The best example of the usefulness of this kind of duty expansion is Marwin Gonzalez. A career infielder, Hinch transitioned him to left field in 2017. Gonzalez, skeptical at first, ended up starting every game of the World Series in left field.
“I’m sure glad we put him in left field when we did to open that opportunity for him,” Hinch said. “And he helped our team. More players can play more positions than we give them credit for.”
This is not a referendum on whether the Tigers think Kreidler can be an everyday infielder. His A-trade is still shortstop.
“Ryan is a very good defensive player on the infield and he’s going to play as much time in the infield as we can open up,” Hinch said. “But if he can add a dimension to his game that will help us in in-game decision-making or create a place on a team, we’re all for it.”
So is Kreidler, who had to borrow catcher Eric Haase’s outfield glove – speaking of players who’ve been asked to play other positions. Kreidler hasn’t played outfield since his freshman year at Davis (California) High School.

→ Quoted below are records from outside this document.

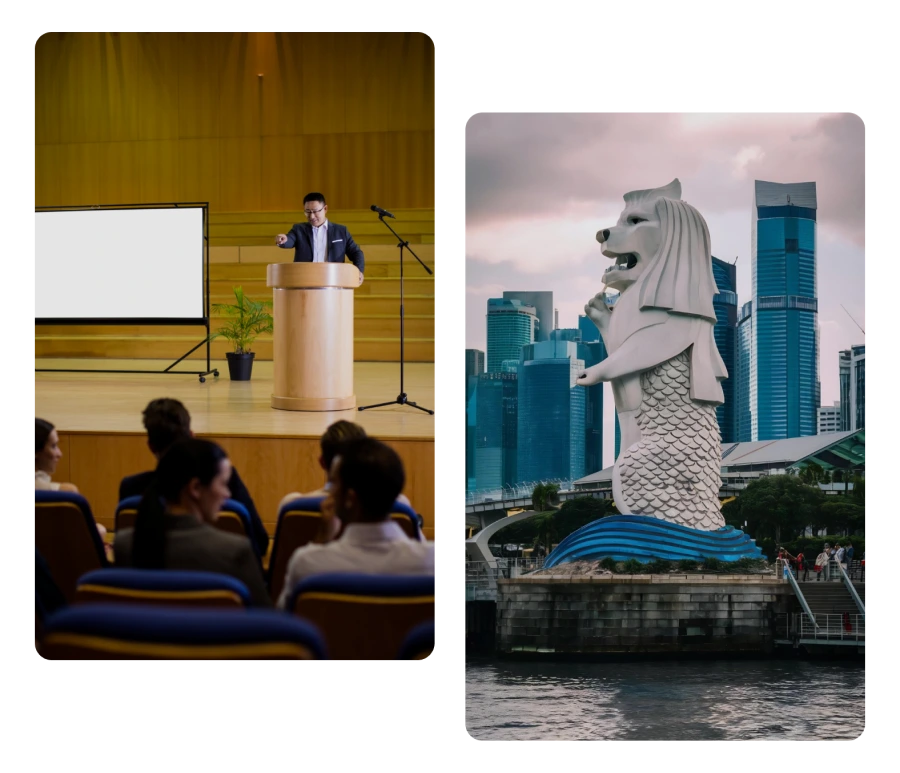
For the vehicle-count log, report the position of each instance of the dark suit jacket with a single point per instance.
(136, 485)
(197, 546)
(340, 244)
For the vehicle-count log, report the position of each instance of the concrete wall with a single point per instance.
(641, 613)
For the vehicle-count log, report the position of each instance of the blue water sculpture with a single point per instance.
(644, 538)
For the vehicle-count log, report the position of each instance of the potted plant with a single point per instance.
(246, 320)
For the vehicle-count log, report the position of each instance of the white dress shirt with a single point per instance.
(320, 242)
(369, 548)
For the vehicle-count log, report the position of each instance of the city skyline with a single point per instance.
(539, 186)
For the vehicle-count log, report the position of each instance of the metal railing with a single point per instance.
(831, 627)
(824, 628)
(856, 599)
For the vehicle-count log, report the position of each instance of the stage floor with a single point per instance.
(98, 417)
(112, 402)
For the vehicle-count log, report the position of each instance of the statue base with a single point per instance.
(622, 537)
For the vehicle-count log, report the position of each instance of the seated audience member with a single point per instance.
(167, 421)
(365, 478)
(192, 477)
(45, 443)
(331, 441)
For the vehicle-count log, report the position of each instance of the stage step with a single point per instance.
(372, 349)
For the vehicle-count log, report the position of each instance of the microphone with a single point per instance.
(381, 211)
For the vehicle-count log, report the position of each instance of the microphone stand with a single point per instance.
(401, 398)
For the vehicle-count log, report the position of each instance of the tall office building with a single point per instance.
(829, 418)
(542, 302)
(495, 430)
(852, 363)
(784, 340)
(511, 324)
(725, 305)
(473, 365)
(743, 362)
(552, 412)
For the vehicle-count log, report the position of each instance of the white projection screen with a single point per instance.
(107, 266)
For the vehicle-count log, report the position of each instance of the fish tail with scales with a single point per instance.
(673, 471)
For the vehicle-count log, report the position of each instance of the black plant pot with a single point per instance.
(240, 365)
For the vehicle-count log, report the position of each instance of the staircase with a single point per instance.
(832, 597)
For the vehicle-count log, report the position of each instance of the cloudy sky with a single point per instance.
(538, 186)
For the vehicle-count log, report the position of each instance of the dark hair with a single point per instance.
(375, 472)
(40, 433)
(336, 436)
(166, 421)
(181, 463)
(313, 197)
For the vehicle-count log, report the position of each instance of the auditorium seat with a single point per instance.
(124, 633)
(364, 618)
(65, 534)
(298, 522)
(420, 643)
(162, 587)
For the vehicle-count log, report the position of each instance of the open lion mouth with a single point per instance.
(623, 262)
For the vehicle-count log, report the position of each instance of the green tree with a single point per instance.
(540, 497)
(840, 514)
(776, 504)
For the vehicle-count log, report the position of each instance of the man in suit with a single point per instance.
(166, 422)
(318, 241)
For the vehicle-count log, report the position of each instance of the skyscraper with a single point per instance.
(725, 305)
(473, 364)
(744, 339)
(495, 430)
(852, 363)
(510, 325)
(784, 347)
(542, 302)
(552, 408)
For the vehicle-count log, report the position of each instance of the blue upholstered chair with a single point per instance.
(420, 643)
(162, 587)
(364, 618)
(66, 535)
(117, 633)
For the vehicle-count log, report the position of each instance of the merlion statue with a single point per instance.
(663, 364)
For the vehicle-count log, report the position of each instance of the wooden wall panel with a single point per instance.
(200, 82)
(349, 114)
(120, 173)
(158, 83)
(158, 171)
(239, 173)
(79, 173)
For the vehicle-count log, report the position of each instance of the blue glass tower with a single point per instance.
(511, 324)
(472, 366)
(552, 408)
(725, 305)
(784, 346)
(495, 429)
(744, 426)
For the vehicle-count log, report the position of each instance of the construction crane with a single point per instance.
(854, 321)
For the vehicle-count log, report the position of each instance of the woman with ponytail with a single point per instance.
(174, 527)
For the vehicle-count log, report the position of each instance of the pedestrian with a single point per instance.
(822, 563)
(802, 566)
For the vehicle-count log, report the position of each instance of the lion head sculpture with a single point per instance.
(662, 249)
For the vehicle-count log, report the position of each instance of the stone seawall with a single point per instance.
(639, 614)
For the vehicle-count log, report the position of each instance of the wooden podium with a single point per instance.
(313, 335)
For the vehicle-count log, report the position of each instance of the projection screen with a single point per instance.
(118, 265)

“However they want to make the team better is cool with me,” he said. “And if I’m a part of that, great. I’ll be available for different opportunities. If something comes up, I want to be the guy they turn to.”
Around the horn
Hinch has been texting back and forth with Double-A Erie manager Gabe Alvarez, who has the Seawolves one game away from the Eastern League championship. “I’m excited for those guys,” he said. “It’s fun for those kids. When you talk about teams that have won and players who have won together, they all talk about the experience and the bond it creates and learning how to do it. We want them to continue and to pull it out, to create a memory but also to create an expectation to win.”